Luitjens, who in 1948 was sentenced to prison by a special Dutch tribunal for being a Nazi collaborator, was formally stripped of his Canadian citizenship Nov. 7.

The move clears the way for Immigration Minister Bernard Valcourt to initiate deportation proceedings against the retired University of British Columbia botany instructor.

The federal Cabinet decided to move against the Vancouver man after a recommendation from Gerry Weiner, minister of state for multiculturalism and citizenship.

Luitjens, 72, was officially informed last Friday night.

“The Cabinet, upon reviewing the recommendation of the minister, concurred that citizenship had been obtained by fraudulent means,” Len Westerberg, an official in Weiner’s office, said.
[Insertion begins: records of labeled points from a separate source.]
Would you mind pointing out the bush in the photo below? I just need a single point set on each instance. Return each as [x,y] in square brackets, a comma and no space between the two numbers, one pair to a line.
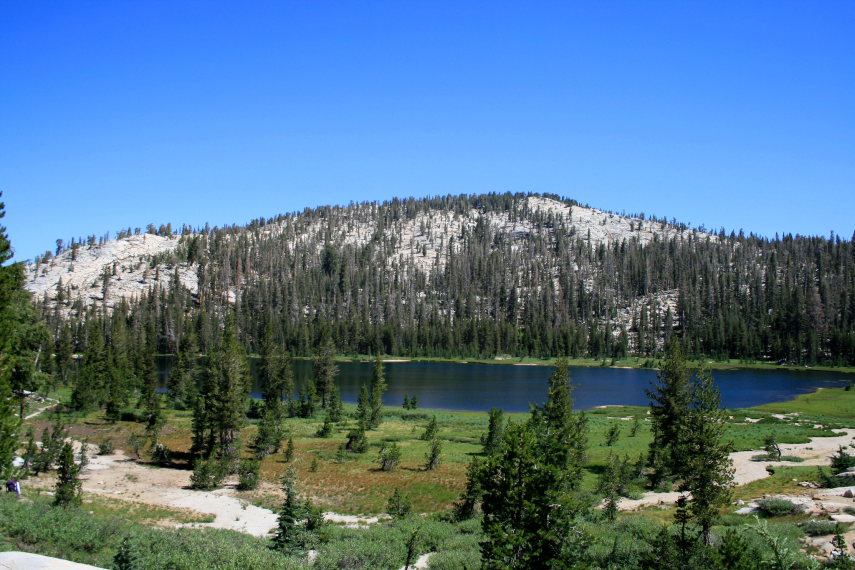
[399,505]
[160,454]
[390,456]
[778,507]
[248,474]
[841,461]
[819,527]
[208,474]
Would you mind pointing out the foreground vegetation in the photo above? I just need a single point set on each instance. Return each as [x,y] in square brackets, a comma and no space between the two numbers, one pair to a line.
[536,490]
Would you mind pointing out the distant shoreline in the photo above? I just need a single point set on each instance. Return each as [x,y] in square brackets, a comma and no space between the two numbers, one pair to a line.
[625,363]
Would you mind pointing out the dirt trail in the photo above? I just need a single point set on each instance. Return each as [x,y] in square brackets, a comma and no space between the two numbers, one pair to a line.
[815,452]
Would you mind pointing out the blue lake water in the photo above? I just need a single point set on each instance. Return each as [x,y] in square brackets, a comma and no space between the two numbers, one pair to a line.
[479,387]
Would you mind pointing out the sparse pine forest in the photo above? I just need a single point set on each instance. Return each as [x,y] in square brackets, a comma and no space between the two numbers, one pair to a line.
[466,276]
[485,276]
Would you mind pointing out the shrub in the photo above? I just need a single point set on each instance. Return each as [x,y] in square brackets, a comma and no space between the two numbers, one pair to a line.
[819,527]
[160,454]
[390,456]
[841,461]
[399,505]
[248,474]
[207,475]
[778,507]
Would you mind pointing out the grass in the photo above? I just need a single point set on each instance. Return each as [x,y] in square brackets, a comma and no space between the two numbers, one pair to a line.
[628,362]
[837,403]
[357,486]
[784,481]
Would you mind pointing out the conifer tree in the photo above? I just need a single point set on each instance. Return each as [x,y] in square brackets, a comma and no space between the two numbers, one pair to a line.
[325,371]
[670,400]
[335,408]
[430,431]
[378,388]
[434,455]
[363,407]
[182,379]
[495,429]
[290,536]
[227,388]
[707,472]
[9,424]
[68,484]
[529,499]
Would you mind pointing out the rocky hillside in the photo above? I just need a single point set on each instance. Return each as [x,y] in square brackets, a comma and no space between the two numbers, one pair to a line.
[472,275]
[131,264]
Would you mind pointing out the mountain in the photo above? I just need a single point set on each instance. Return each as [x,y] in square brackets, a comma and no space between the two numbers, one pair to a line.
[488,275]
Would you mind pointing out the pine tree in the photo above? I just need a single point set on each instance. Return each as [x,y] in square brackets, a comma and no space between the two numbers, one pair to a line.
[11,283]
[183,390]
[290,536]
[356,440]
[68,484]
[335,408]
[492,440]
[430,431]
[289,451]
[227,390]
[325,371]
[707,469]
[378,388]
[434,455]
[670,400]
[9,424]
[389,456]
[529,499]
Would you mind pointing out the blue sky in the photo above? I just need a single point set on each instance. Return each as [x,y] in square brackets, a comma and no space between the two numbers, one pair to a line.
[727,114]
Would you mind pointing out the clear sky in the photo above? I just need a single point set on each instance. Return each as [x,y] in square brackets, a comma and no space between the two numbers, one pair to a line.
[727,114]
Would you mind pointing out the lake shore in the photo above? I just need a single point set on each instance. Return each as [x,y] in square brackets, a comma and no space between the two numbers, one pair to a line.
[625,363]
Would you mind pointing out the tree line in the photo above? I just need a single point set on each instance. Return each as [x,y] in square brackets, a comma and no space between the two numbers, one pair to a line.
[466,286]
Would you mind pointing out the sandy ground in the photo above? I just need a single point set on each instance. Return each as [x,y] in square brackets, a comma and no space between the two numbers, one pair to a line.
[117,476]
[28,561]
[816,452]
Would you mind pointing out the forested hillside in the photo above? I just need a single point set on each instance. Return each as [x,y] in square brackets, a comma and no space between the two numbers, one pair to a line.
[468,276]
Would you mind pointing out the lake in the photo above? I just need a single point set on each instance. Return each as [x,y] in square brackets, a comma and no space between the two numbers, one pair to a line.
[478,387]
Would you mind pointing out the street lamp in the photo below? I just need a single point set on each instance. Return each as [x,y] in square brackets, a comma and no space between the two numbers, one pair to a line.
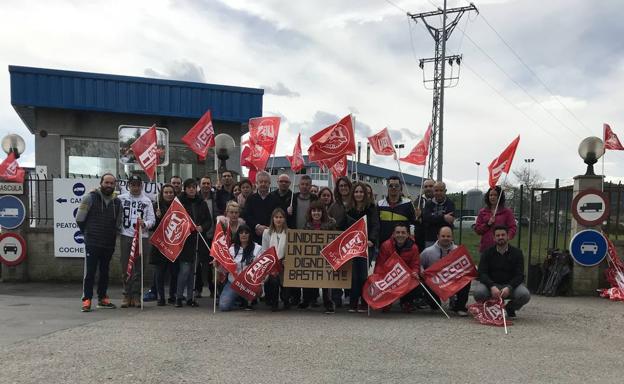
[529,162]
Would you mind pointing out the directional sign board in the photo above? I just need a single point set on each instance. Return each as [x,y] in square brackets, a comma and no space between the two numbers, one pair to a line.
[68,194]
[590,207]
[12,212]
[12,249]
[588,247]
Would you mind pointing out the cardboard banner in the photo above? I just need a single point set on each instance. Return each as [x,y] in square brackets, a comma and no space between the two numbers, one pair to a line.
[304,266]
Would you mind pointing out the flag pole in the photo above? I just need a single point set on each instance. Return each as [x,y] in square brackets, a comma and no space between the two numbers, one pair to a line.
[434,300]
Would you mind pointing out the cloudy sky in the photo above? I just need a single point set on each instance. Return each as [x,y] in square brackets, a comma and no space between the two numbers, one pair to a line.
[320,60]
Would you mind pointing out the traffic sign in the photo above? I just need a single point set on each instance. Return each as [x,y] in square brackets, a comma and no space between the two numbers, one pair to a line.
[590,207]
[12,212]
[588,247]
[12,249]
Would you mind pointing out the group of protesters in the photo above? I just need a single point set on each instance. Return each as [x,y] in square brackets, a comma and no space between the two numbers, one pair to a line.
[419,231]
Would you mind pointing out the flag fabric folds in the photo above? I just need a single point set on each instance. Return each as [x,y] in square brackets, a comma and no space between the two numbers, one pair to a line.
[418,155]
[502,163]
[10,170]
[146,151]
[393,282]
[201,136]
[451,273]
[173,230]
[351,243]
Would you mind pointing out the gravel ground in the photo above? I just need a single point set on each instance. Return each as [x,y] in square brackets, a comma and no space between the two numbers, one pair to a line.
[44,338]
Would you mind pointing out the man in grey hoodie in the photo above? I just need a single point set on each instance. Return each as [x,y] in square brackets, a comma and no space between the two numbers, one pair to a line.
[442,247]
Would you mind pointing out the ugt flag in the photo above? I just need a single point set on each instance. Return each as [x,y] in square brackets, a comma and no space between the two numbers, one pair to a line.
[220,248]
[351,243]
[611,140]
[503,162]
[296,160]
[173,230]
[10,170]
[134,252]
[489,312]
[336,140]
[248,283]
[146,151]
[451,273]
[393,282]
[418,155]
[382,143]
[264,131]
[201,136]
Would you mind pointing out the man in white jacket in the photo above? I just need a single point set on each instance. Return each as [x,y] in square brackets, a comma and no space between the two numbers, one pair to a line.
[136,209]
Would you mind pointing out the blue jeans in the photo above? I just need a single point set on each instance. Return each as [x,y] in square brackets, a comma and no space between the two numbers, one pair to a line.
[228,298]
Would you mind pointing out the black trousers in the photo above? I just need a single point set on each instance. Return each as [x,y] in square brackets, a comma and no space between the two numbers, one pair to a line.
[96,259]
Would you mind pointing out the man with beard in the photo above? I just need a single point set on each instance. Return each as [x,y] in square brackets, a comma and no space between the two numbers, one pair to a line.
[99,217]
[501,273]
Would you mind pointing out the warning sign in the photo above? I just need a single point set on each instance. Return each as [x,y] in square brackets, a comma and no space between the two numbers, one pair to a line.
[305,267]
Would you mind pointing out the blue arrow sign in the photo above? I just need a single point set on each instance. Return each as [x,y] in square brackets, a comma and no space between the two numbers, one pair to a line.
[588,247]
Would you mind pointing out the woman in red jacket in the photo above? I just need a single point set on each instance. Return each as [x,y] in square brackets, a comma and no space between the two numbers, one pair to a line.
[486,221]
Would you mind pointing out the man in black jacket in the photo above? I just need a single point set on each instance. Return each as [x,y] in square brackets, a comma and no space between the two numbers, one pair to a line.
[99,217]
[501,273]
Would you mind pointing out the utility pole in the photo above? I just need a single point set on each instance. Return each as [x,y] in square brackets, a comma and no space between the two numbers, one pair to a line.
[440,35]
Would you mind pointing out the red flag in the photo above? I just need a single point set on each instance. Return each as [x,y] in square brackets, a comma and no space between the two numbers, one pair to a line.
[134,253]
[451,273]
[418,155]
[173,230]
[395,281]
[351,243]
[264,131]
[503,162]
[382,143]
[248,283]
[220,248]
[296,160]
[201,136]
[336,140]
[146,151]
[611,140]
[10,170]
[489,312]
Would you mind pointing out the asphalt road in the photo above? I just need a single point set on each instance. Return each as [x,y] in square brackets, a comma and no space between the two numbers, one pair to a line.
[44,338]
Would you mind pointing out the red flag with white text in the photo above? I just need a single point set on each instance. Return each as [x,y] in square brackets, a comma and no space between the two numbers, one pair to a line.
[264,131]
[10,170]
[610,139]
[333,141]
[489,312]
[451,273]
[418,155]
[248,283]
[353,242]
[382,143]
[134,253]
[296,160]
[220,248]
[145,150]
[393,282]
[201,136]
[174,228]
[503,162]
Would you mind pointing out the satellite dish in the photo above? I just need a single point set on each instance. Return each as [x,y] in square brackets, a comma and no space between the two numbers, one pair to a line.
[13,143]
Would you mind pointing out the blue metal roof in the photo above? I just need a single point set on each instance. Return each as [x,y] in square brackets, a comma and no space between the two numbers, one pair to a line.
[51,88]
[363,168]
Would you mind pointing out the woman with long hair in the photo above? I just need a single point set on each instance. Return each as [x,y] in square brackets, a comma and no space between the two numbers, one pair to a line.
[243,252]
[275,236]
[490,216]
[157,259]
[362,205]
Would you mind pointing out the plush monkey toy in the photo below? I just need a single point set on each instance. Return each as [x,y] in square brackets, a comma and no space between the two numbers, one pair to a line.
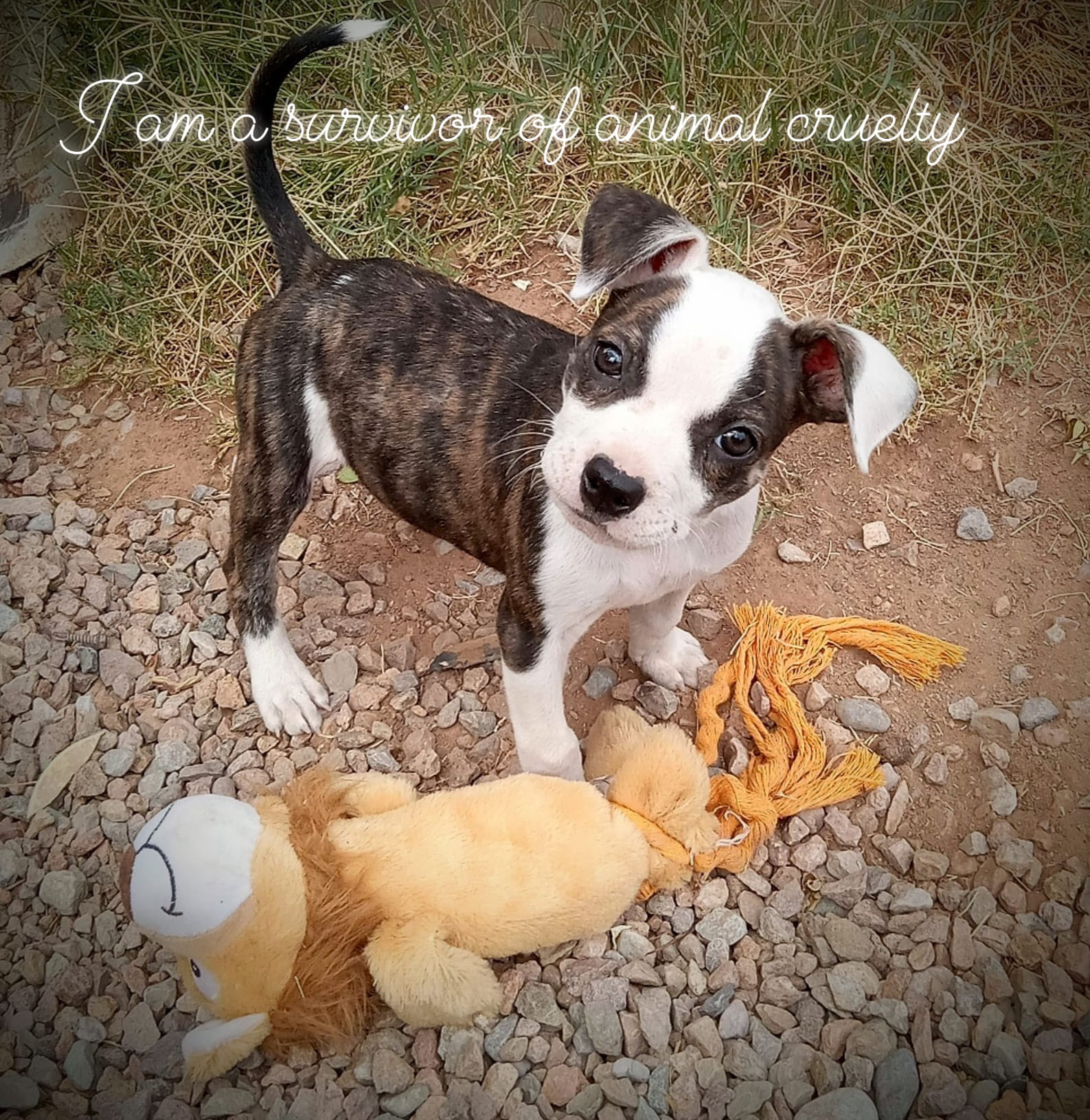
[286,913]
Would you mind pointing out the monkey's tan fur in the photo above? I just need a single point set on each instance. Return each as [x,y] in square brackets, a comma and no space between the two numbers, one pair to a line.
[416,895]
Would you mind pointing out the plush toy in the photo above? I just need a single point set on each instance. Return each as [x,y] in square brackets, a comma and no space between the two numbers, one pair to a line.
[286,912]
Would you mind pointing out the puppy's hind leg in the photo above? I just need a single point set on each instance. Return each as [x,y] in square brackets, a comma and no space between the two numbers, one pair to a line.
[670,656]
[269,490]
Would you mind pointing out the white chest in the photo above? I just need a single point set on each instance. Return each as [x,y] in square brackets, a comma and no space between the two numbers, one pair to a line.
[580,578]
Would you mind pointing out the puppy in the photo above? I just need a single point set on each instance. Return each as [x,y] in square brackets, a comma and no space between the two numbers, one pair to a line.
[602,472]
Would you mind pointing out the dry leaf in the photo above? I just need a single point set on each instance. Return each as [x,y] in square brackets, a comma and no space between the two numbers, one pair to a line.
[56,776]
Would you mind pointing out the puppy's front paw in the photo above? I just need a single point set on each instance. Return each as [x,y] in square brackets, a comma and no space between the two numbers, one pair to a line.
[286,696]
[673,662]
[558,755]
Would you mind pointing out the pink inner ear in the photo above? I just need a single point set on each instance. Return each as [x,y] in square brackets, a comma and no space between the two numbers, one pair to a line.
[821,357]
[665,257]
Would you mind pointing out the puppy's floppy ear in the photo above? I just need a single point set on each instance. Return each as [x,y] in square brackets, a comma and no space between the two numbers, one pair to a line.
[629,236]
[846,375]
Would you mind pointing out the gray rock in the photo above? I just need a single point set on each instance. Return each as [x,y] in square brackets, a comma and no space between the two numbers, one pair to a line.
[962,709]
[188,552]
[1002,796]
[740,1060]
[139,1029]
[462,1051]
[174,755]
[117,762]
[652,1008]
[115,667]
[974,526]
[791,554]
[601,681]
[915,899]
[633,945]
[1035,711]
[995,725]
[587,1102]
[839,1104]
[1021,489]
[749,1097]
[479,724]
[657,700]
[604,1025]
[537,1002]
[407,1104]
[80,1065]
[1011,1054]
[942,1093]
[863,716]
[1015,856]
[17,1093]
[734,1022]
[341,671]
[64,891]
[227,1101]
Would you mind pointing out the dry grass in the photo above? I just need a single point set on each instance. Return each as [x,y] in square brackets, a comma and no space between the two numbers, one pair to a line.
[964,267]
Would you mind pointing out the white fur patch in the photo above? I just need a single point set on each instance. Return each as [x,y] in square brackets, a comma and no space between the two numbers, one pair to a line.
[356,30]
[192,866]
[286,696]
[700,352]
[580,579]
[325,451]
[883,394]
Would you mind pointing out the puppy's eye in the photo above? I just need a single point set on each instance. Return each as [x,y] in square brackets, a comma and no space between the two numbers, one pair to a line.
[608,360]
[736,443]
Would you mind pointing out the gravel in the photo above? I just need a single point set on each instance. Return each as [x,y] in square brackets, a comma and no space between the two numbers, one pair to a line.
[863,716]
[974,526]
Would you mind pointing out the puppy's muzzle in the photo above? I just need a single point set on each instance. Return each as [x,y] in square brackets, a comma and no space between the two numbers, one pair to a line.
[606,492]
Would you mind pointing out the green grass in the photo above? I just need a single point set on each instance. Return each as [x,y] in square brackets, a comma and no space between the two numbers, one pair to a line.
[962,267]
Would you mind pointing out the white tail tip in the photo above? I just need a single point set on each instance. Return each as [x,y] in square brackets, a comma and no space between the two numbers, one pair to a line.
[356,30]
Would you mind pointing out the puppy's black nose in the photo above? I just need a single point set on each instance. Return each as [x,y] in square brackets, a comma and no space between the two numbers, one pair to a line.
[608,491]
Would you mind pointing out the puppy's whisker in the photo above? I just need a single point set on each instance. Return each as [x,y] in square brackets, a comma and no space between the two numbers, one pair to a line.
[531,392]
[515,453]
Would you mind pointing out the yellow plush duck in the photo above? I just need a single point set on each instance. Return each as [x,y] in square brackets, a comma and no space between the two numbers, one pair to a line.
[286,912]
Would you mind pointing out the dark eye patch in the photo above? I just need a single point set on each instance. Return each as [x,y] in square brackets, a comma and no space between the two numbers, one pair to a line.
[628,323]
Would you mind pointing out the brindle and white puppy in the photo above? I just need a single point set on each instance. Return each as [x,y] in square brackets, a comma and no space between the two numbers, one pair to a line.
[609,471]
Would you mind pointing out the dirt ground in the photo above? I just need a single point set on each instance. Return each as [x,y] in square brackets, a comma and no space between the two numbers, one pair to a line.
[996,598]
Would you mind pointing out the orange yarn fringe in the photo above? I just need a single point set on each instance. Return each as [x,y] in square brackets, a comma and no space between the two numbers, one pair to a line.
[791,771]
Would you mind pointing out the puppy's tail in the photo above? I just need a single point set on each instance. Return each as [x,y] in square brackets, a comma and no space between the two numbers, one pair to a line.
[291,241]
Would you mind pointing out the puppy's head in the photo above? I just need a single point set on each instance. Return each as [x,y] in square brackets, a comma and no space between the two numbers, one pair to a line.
[690,380]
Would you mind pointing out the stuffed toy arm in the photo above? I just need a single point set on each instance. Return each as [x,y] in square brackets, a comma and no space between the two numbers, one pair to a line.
[428,981]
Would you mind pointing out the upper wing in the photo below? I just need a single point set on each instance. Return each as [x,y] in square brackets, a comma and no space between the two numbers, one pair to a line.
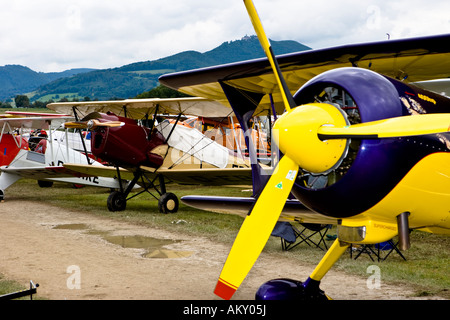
[42,172]
[35,122]
[139,108]
[415,59]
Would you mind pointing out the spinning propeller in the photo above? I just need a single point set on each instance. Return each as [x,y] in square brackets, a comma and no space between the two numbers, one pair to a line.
[323,132]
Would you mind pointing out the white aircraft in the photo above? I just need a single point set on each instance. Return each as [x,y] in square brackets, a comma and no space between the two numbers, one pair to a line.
[42,156]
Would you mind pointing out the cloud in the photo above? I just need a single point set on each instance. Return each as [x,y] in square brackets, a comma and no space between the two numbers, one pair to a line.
[53,35]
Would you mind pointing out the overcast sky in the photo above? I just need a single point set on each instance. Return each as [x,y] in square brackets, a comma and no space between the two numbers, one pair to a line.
[56,35]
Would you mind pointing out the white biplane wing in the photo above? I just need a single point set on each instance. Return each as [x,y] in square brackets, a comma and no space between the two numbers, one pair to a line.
[139,108]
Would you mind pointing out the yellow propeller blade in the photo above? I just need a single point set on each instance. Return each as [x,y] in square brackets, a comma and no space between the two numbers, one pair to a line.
[256,229]
[257,25]
[389,128]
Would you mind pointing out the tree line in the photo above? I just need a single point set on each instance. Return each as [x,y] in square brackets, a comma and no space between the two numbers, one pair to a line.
[22,101]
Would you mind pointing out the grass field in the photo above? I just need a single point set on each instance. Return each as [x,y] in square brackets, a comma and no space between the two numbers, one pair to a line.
[426,268]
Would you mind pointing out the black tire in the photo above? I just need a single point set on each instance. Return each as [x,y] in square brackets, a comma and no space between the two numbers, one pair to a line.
[116,201]
[168,203]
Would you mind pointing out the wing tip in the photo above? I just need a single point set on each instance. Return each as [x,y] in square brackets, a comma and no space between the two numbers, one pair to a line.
[224,289]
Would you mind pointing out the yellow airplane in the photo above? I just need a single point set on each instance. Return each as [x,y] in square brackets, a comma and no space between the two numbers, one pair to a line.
[362,145]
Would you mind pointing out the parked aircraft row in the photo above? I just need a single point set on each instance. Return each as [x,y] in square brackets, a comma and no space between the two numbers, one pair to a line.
[363,144]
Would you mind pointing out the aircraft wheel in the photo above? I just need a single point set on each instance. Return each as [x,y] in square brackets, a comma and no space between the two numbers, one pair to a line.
[116,201]
[288,289]
[168,203]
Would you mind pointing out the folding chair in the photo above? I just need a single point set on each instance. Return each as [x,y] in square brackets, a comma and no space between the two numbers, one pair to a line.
[291,236]
[380,250]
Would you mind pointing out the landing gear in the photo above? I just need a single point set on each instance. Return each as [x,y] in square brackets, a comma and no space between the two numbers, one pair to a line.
[167,201]
[287,289]
[117,201]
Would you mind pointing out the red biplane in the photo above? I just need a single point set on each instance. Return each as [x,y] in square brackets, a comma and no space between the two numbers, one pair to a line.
[363,147]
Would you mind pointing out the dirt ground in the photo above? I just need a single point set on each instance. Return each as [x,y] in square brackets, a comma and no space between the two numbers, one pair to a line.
[78,265]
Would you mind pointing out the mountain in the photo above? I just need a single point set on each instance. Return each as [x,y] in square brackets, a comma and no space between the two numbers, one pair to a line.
[130,80]
[17,79]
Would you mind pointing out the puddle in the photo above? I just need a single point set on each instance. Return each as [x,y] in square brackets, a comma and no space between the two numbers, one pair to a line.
[153,246]
[72,226]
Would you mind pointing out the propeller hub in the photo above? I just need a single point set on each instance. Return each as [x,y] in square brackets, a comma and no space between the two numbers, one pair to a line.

The Cabinet move followed an Oct. 23 ruling by Justice Frank Collier of the Federal Court of Canada that Luitjens had obtained citizenship in 1971 by making “false representation, or by knowingly concealing material circumstances.”

Collier, who had come under criticism for the 29-month delay in his ruling in the denaturalization case, noted that Luitjens had failed to tell immigration officials he was tried in absentia in 1948, convicted of aiding and abetting the enemy in time of war and sentenced to life imprisonment.

A NEW EXTRADITION TREATY

Luitjens was a former member of the Dutch Nazi party and the Landwacht, a paramilitary unit which assisted the Gestapo in rounding up Jews and resistance fighters in occupied Holland.

He operated in the Groningen and Drenthe provinces in northeastern Holland. He surrendered to Allied troops in 1945 rather than face the wrath of his own countrymen but escaped from a military prison in 1946. He lived in Germany until 1948, and sailed for South America in May 1948 using the name Gerhard Harder.

Luitjens lived in Paraguay for 13 years before immigrating to Canada in 1961. He claimed that he did not know about his conviction until informed by a reporter in 1983. But Justice Collier concluded it was “highly probable” that Luitjens knew of the Dutch tribunal’s sentence in absentia through correspondence with his family.

Gerrit Kulsdom, the Dutch consul general here, said Luitjens could be deported under the new extradition treaty between Canada and the Netherlands, which takes effect Dec. 1.

At the time the treaty was passed by the Dutch Parliament, the Dutch justice minister said the government intended to pursue the extradition of Luitjens.

In 1981, the Dutch government requested that Luitjens be returned to Holland, but Canadian Justice Department officials ruled at that time that the Canada-Netherlands extradition treaty did not cover the crime of collaboration.

Representatives of Jewish groups hailed Luitjens’ citizenship revocation, seeing it as paving the way for further such actions and calling for his speedy deportation.